Кризис в истории европейской народной традиции становится очевидным около X века. Большое количество позднеклассического материала привозилось из солнечного Средиземноморья странствующими артистами, менестрелями и чудесниками, заполнявшими тропы паломников и собиравшимися у дверей замков[20]. И трудились не только менестрели, но и миссионеры. Воинственные идеалы более ранней эпохи уступали место новой набожности и сентиментальной дидактике: Добродетель и Долготерпение торжествуют, Любовь выдерживает все испытания.
Однако, похоже, что до XII века европейская традиция была бедна на вымыслы, и пришлось ждать подкрепления из Индии и Ирландии. То была эпоха крестовых походов и роста популярности произведений артуровского цикла. Первые открыли Европе цивилизацию Востока, вторые пробудили дикий и чудесный мир волшебного царства кельтов: зачарованные сном принцессы; одинокие замки в лесах, полных приключений; драконы, дышащие огнем и охраняющие богатства в угрюмых пещерах; волшебство Мерлина и феи Морганы; хрипло посмеивающаяся ведьма, поцелуем обращаемая в прекрасную даму. Европа унаследовала почти всю свою сказочную традицию от кельтов[21].
А затем наступил час «Панчатантры». Это индийское пятикнижие было переведено с санскрита на персидский язык в VI веке, с персидского на арабский – в VIII, а с арабского на иврит – около середины XIII века. Примерно в 1270 году Иоанн Капуанский переложил произведение с иврита на латынь, и именно на основе этого варианта появились немецкий и итальянский тексты. Испанский перевод был сделан с арабского в 1251 году; английский был сделан позже – с итальянского. Отдельные истории стали популярными в Европе, и затем были быстро освоены. «Из литературных произведений, – писал Бенфей, – сказки шли в народ, из народа они возвращались, преобразованные, в литературные сборники, затем снова шли в народ и так далее, и главным образом благодаря этим хождениям они обретали национальный и индивидуальный дух – те качества национальной значимости и индивидуальной цельности, которое придают многим из них высокую поэтическую ценность»[22].

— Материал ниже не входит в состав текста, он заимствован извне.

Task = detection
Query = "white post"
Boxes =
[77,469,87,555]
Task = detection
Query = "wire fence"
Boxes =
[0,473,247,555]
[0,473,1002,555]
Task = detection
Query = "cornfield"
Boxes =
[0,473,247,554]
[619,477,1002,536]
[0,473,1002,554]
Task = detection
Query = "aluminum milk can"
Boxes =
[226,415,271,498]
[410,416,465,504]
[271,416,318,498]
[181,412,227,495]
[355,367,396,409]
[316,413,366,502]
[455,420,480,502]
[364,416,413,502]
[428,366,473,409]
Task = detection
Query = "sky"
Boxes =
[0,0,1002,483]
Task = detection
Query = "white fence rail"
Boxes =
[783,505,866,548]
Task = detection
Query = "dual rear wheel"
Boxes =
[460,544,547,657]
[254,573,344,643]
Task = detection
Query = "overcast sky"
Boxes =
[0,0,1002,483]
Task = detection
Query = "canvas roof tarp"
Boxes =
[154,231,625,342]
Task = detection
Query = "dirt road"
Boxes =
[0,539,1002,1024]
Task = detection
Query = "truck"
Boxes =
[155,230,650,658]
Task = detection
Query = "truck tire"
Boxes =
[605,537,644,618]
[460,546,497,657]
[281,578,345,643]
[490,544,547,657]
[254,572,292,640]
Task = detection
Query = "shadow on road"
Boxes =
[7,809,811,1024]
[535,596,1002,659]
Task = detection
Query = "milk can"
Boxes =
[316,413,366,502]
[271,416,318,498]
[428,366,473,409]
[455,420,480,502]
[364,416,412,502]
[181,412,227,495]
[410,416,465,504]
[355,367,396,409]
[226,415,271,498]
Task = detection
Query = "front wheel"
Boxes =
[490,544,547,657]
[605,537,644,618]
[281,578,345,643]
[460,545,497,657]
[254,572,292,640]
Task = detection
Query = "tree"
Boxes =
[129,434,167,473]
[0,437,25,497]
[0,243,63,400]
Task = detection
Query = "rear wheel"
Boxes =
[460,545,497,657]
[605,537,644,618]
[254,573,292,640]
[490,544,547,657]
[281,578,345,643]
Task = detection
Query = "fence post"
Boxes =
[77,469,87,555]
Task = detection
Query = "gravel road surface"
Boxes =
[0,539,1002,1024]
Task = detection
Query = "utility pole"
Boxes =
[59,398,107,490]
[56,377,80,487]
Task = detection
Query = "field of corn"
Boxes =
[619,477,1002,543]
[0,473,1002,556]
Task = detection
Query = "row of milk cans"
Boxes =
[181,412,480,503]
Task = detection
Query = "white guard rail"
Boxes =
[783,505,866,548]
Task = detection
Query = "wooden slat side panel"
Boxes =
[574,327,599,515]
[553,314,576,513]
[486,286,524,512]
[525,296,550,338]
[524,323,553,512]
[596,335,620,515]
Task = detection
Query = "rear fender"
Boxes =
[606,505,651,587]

Замечательный период начался в XIII веке. Доблестные дни великих крестовых походов прошли, и вкус знати к стихотворной романтике ослаб. На смену ей пришла пылкая проза городов позднего Средневековья. Стали появляться прозаические сборники традиционных преданий, наполненные всевозможными чудесными историями – неохватные своды текстов, многие из которых еще не дошли до современной науки. Бурный, широкий, неиссякаемый поток народных сказок, приключений и злоключений, легенд о героях, святых и нечисти, басен о животных, шуток, загадок, благочестивых аллегорий и баллад резко ворвался в рукописную традицию и все увлек за собой. Почерпнув сюжеты из монастырей и замков, смешавшись с библейскими и языческими историями, преданиями Востока и древнего дохристианского Запада, этот сказочный переполох порою застывал – в кладке соборов, калейдоскопе церковных витражей, причудливых завитушках буквиц, узорах гобеленов, на седлах и оружии, шкатулках, зеркалах и гребешках. То был первый крупный расцвет народной литературы в Европе. Материал поступал отовсюду, переправлялся из одного края в другой, скрепленный печатью поздней готики, и независимо от происхождения становился плодом творчества (пусть и вторичного) народов Европы.
Бóльшая часть этого материала попала в литературные произведения позднего Средневековья, эпох Реформации и Возрождения (Боккаччо, Чосер, Ганс Сакс, «Сто новых новелл» и т. п.), а затем в переработанном виде вернулась в народ. Период изобилия продолжался вплоть до Тридцатилетней войны (1618–1648).
Позднее во Франции при дворе Людовика XIV возникла мода на тонкую переработку сказок и басен, вызванная отчасти новым французским переводом персидского переложения «Панчатантры», а также переложением «Тысячи и одной ночи» Антуаном Галланом. Так появились произведения Лафонтена, Перро и сорок один том “Le Cabinet des fées”. Многие из них затем перекочевали через Рейн.